What You Need to Know
- The GST tax can take 40% of asset transfers to grandchildren and some other recipients.
- The exclusion is $13.61 million for an individual and $27.22 million for a couple.
- For now, a client who wants an extension will have to pay at least $3,000 to to ask for one.
The Internal Revenue Service has taken 16 years to complete regulations that may help wealthy clients fix failures to declare how they would use their generation-skipping transfer exemption.
The IRS published the final rule — “Relief Provisions Respecting Timely Allocation of GST Exemption and Certain GST Elections” — Monday in the Federal Register, an official government regulatory publication.
IRS officials note that they published the draft regulations in April 2008, received five comments at the time, and decided against providing a new public comment period.

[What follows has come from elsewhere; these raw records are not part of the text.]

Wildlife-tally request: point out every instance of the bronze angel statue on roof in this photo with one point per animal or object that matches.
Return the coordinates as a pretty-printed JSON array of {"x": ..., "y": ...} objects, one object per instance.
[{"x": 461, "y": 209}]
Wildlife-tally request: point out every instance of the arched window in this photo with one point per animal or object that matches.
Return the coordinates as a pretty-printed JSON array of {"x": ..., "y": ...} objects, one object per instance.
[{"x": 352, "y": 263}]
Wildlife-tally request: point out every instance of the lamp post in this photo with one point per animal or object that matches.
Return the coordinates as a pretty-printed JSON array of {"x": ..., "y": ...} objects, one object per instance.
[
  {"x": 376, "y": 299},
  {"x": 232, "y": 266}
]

“The issuance of a new notice of proposed rulemaking or a reopening of the comment period would further delay, and in some cases prevent, the grant of needed relief to taxpayers,” IRS officials say.
About 45 million Americans have died since the IRS posted the 2008 draft regulations.

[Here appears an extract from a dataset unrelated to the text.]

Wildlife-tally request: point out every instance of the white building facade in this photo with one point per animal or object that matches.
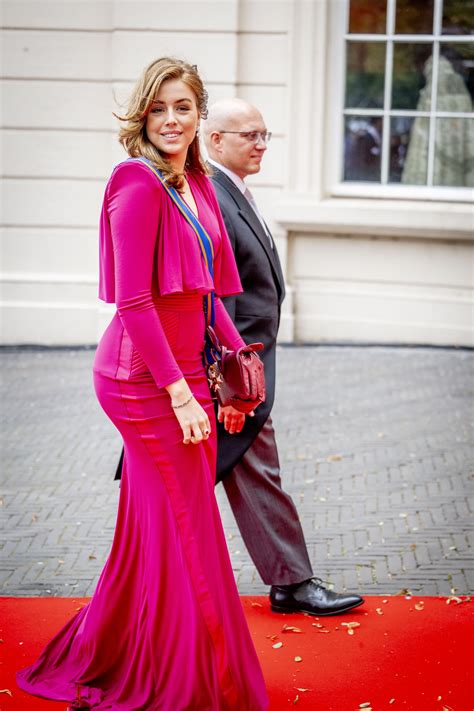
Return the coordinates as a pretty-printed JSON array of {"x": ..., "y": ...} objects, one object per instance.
[{"x": 367, "y": 182}]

What it means: IRS regulation drafters face challenges of their own with meeting deadlines.
Generation-skipping transfer taxes: The U.S. federal government imposes a 40% generation-skipping transfer tax on efforts by individuals or couples to pass large amounts of cash or other assets to grandchildren, great-grandchildren and certain other people in younger generations.
The 2024 GST exemption is $13.61 million for an individual taxpayer and $27.22 million for a married couple.
A taxpayer can notify the IRS about intent to use the GST exemption to shield transfers of assets to two or more people from federal estate and gift taxes.
Congress included a provision changing the rules in the Economic Growth and Tax Relief Reconciliation Act of 2001.
The IRS issued one set of rules for asking for a GST tax allocation time extension in 2001, then provided a simpler strategy in 2004.